He ran the way a predator runs when it is not fleeing. There was no thought to it. The labyrinth coiled and twisted around him, its passages doubling back in the dark, yet Nix did not slow at any turn. He moved by something older and more certain than thought, drawn forward by a magical signature that pressed against his ribs like a struck bell, warm, resonant, and known. Not known the way a learned thing is known. Known the way the body knows the smell of rain before the first drop falls.

The labyrinth’s lesser predators sensed him in the dark and gave way. He caught the low gleam of eyes beneath a root arch, and then the shadow was simply shadow again, its owner gone without a sound. The labyrinth opened before him and closed behind him, and the heartbeat of the place rose through the soles of his boots and into his bones, growing stronger with each stride.

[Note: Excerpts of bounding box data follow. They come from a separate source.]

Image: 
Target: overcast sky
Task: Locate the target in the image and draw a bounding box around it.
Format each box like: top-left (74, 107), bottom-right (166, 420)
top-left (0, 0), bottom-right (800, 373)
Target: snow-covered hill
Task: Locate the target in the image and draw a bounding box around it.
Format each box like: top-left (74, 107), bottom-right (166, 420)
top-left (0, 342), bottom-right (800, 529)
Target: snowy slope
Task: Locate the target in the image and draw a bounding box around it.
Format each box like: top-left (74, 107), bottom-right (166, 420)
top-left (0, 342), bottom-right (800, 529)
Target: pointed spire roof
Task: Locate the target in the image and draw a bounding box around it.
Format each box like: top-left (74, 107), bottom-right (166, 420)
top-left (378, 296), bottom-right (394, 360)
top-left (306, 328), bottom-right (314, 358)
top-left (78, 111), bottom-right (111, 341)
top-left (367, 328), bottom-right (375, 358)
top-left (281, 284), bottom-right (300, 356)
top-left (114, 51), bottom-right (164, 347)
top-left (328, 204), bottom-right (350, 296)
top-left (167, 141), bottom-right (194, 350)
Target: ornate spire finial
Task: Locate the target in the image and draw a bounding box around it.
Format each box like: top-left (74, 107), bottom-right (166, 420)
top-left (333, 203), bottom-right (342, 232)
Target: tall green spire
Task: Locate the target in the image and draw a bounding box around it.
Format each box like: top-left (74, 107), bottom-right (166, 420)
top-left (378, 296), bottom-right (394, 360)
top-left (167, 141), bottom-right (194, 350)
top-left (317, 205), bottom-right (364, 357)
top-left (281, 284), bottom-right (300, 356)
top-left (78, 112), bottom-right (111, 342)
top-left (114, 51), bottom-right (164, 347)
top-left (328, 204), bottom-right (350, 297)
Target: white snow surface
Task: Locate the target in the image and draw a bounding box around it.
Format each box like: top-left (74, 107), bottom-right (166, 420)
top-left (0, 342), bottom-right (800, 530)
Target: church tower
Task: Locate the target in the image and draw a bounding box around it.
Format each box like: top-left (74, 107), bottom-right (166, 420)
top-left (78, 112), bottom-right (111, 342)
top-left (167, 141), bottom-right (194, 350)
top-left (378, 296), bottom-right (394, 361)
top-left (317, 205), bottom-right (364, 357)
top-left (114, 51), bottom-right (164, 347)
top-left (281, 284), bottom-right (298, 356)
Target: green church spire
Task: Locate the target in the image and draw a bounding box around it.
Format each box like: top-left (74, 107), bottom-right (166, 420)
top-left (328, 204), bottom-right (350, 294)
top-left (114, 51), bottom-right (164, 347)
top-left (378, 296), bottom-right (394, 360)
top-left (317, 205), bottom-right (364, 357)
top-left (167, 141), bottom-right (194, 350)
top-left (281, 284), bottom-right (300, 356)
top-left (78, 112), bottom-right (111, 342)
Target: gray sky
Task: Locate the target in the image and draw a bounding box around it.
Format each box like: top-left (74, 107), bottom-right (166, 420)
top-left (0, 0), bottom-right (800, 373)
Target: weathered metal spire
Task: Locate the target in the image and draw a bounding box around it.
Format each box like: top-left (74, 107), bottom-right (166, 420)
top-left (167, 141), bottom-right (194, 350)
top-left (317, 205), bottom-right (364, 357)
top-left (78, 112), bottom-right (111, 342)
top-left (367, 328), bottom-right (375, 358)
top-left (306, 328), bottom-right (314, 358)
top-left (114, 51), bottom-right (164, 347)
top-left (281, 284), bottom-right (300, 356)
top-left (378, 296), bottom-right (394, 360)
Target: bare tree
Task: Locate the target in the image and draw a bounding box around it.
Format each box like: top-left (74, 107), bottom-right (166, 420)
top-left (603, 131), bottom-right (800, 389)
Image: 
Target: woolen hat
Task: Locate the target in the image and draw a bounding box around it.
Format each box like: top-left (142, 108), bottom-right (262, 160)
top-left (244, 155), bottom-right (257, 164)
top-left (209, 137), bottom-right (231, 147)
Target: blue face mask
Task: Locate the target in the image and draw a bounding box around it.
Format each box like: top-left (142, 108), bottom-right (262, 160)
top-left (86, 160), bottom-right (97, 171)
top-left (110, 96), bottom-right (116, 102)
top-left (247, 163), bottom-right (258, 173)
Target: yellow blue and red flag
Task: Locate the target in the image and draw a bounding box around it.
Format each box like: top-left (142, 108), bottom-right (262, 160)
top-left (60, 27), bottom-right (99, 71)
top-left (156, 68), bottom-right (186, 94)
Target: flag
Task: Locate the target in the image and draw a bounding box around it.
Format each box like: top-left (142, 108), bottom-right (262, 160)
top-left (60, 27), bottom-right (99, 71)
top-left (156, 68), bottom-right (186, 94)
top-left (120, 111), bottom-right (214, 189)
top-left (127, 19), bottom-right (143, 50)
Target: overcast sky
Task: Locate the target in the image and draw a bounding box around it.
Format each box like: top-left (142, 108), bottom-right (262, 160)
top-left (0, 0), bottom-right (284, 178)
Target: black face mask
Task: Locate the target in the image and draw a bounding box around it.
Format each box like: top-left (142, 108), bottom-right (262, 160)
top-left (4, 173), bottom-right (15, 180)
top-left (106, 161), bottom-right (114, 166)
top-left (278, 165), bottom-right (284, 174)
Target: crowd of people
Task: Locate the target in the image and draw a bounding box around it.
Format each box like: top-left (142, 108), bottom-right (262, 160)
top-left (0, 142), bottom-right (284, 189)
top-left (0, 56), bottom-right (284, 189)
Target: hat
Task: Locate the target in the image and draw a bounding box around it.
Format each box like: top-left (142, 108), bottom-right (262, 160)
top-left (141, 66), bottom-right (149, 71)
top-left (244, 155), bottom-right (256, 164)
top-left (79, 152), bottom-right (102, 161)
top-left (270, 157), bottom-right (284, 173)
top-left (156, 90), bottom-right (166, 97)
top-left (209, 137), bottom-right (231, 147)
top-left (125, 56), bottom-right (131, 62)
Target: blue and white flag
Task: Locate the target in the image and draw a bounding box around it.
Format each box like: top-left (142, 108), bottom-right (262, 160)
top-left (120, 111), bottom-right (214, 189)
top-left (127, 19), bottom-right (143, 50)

Through the tether, Tavik’s presence tugged at him, anxious and insistent, shaped like questions. Nix sent nothing back. He could not yet put words to what was pulling him forward.

The moon sat brilliant to the west, its light falling in narrow columns through the canopy where the branches parted, silvering the ivy walls as he passed. The air held the cold stillness of the deep hours, the particular hush that settles over a forest when even the owl falls silent. His runes moved in their slow rhythm along his forearms, reading the dark around him, and what they told him was old, vast, and in a deep slumber.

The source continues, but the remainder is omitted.